Managing Multistate Residential Portfolios
By Kerry Curry, Contributing Writer
Managing residential rental properties across multiple states can be tricky, but real estate investors have learned ways to efficiently oversee their multistate portfolios.
Setting up clear expectations related to cash flow and returns on investment is an important first step, says Steve Rozenberg, a property investor and co-founder of Houston-based Empire Industries Property Management. About 50 percent of the company’s clients are out-of-state or foreign investors who have purchased rental properties in the Houston metropolitan region.
Inexperienced investors, he says, will often underestimate the cost of operations and expenses.

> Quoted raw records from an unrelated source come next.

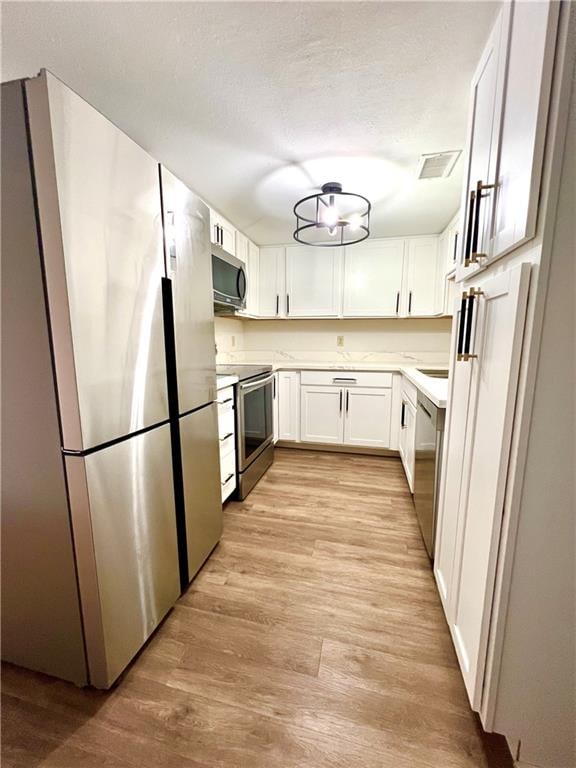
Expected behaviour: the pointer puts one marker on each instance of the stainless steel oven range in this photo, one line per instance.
(254, 394)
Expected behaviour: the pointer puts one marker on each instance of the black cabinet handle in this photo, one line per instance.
(469, 317)
(461, 326)
(469, 226)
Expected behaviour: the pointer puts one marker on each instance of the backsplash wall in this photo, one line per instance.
(364, 340)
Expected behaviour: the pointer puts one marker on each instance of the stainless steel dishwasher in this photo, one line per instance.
(427, 467)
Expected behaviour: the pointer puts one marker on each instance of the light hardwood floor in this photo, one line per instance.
(313, 637)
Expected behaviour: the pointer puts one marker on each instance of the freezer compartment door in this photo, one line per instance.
(100, 216)
(122, 504)
(189, 266)
(202, 496)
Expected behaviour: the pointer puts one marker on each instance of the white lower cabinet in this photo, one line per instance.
(321, 420)
(288, 395)
(367, 417)
(358, 414)
(483, 386)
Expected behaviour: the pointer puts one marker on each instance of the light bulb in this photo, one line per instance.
(355, 221)
(330, 216)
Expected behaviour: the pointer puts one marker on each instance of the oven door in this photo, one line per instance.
(255, 429)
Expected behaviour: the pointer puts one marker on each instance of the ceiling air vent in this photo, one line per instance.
(438, 165)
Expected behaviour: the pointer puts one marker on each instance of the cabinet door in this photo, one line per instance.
(322, 414)
(313, 281)
(367, 417)
(424, 278)
(529, 73)
(252, 277)
(497, 343)
(482, 143)
(373, 278)
(270, 288)
(288, 394)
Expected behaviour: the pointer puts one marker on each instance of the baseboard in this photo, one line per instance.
(356, 449)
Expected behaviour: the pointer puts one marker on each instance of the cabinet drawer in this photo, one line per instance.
(408, 391)
(347, 378)
(227, 444)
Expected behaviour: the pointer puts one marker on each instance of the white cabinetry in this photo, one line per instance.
(481, 408)
(367, 417)
(321, 420)
(222, 232)
(407, 436)
(313, 277)
(288, 393)
(373, 278)
(423, 293)
(349, 409)
(271, 282)
(509, 105)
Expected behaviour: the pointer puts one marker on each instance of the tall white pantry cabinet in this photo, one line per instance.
(505, 558)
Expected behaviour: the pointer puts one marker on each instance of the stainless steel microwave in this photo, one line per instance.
(228, 280)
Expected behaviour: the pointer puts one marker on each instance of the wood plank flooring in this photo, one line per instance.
(313, 637)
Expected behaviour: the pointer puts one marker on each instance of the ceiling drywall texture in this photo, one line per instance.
(255, 104)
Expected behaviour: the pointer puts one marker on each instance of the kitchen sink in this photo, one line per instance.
(435, 373)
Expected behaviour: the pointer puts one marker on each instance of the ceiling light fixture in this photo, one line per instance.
(332, 217)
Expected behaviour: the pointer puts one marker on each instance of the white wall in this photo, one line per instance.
(316, 340)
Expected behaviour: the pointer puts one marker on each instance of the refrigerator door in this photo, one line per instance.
(201, 471)
(122, 506)
(189, 265)
(100, 218)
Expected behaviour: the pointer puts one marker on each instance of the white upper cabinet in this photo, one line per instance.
(509, 105)
(270, 285)
(528, 77)
(222, 232)
(424, 284)
(313, 281)
(482, 144)
(367, 415)
(373, 278)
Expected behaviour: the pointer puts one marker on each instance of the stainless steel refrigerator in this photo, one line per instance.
(92, 521)
(191, 355)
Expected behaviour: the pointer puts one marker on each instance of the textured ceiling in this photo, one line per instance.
(254, 104)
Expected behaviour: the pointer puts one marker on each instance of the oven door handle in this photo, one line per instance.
(256, 384)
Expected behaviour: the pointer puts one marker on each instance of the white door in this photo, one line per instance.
(322, 414)
(367, 414)
(526, 104)
(497, 343)
(424, 278)
(270, 287)
(482, 144)
(313, 278)
(407, 440)
(288, 394)
(373, 278)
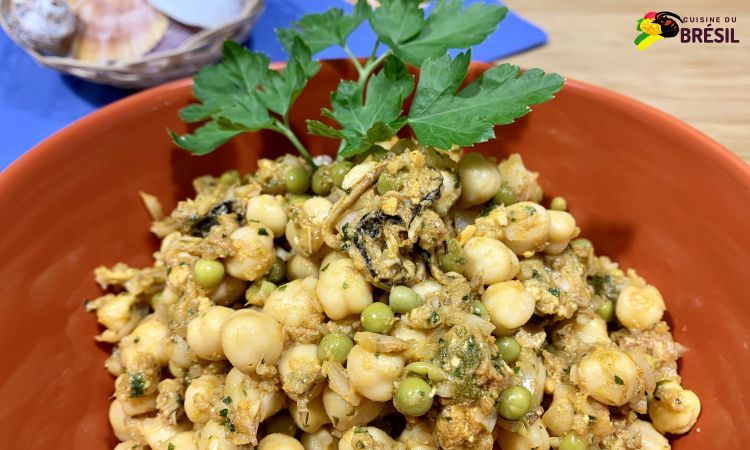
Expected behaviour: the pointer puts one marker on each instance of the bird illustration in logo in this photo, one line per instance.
(656, 26)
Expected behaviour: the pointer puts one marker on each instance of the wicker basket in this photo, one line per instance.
(200, 49)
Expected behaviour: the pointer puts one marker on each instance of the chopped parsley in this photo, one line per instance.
(345, 230)
(137, 385)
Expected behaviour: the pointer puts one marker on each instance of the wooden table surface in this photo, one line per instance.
(707, 86)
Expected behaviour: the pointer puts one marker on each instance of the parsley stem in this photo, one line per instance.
(354, 59)
(370, 66)
(374, 52)
(286, 130)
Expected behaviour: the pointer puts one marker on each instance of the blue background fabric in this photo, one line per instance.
(35, 102)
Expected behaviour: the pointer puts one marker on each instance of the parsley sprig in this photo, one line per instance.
(242, 94)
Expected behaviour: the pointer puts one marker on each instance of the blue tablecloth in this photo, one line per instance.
(35, 101)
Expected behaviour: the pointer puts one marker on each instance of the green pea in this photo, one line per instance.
(453, 259)
(479, 310)
(509, 348)
(297, 180)
(377, 318)
(339, 171)
(558, 204)
(155, 300)
(413, 397)
(606, 310)
(538, 195)
(322, 183)
(515, 402)
(572, 441)
(208, 273)
(259, 291)
(277, 272)
(281, 423)
(403, 299)
(229, 178)
(334, 347)
(505, 195)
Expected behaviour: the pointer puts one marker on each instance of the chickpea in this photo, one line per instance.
(147, 339)
(254, 255)
(156, 431)
(249, 338)
(639, 308)
(558, 418)
(528, 227)
(119, 422)
(536, 438)
(358, 437)
(372, 375)
(198, 397)
(561, 230)
(246, 393)
(650, 438)
(214, 436)
(344, 415)
(317, 208)
(181, 441)
(278, 441)
(299, 363)
(509, 305)
(268, 210)
(312, 420)
(319, 440)
(342, 290)
(296, 307)
(300, 266)
(204, 332)
(480, 179)
(674, 409)
(489, 258)
(608, 375)
(355, 174)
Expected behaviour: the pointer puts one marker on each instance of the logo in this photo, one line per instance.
(655, 27)
(694, 29)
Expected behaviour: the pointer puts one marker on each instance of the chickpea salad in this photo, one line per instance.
(406, 294)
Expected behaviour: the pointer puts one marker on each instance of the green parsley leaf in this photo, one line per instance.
(374, 118)
(401, 25)
(397, 21)
(281, 89)
(440, 117)
(231, 98)
(320, 31)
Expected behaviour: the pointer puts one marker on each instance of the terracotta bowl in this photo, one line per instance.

“Investors spend a lot of time analyzing a deal, but where they seem to fall short is making sure the rental property has cash flow and runs like a business,” he says. “It needs the right property management company to make sure the tree bears fruit and you actually get the fruit.”
Rental investors with multistate portfolios will need to decide whether to manage the properties themselves or hire a professional property manager.
For those do-it-yourselfers, technology is helping to make the process more efficient.
“Technology makes it possible to do a lot of things remotely,” Rozenberg says. But investors who eschew a professional management company will still need to hire a team of vendors, such as a handyman, plumbing and leasing company, and in some instances, may have to pay the retail rate for the services they seek.
Often, investors with a multistate portfolio will seek out professional property management companies. This method also has some complications, as few property management firms have a ubiquitous national footprint. As a result, multistate investors will still need to hire multiple firms.
Here are a few questions to ask and things to do when considering what property management company to hire:
- Check to see if the management company is a member of the National Association of Residential Property Managers, which requires that members adhere to a code of ethics.
- Ask for statistics such as the average number of days to lease a property and the eviction rate. Compare those to the city’s average rates for lease-up and evictions.
- Ask about fees and charges, including setup fees, maintenance upcharges and average make-ready costs.
- Find out how many properties the company manages and how many employees it has to manage them.
- When does the investor get paid? Is it on the 5th of the month or the 15th? Payment dates may matter if the investor needs the cash flow by a certain date to make monthly mortgage payments.
The above list is only a sampling of potential questions to ask, and don’t forget to ask for and then call references.
“You want to make sure you are hiring a good, ethical company,” Rozenberg says. “A production-style company may be the cheapest, but the cheapest may give low customer service and that might not be what an investor wants.”
Investors, he says, should take the time to hire the right partners who fit well with their investing goals.
“The biggest reason investors fail is because they don’t take the time to run their properties like a business,” he says. “They don’t take the time to make sure they pick the right partners. They need to set up policies, procedures and structure first and make sure they focus on that before they buy any properties. This will help them know that who they choose as a property manager will align with their business model.”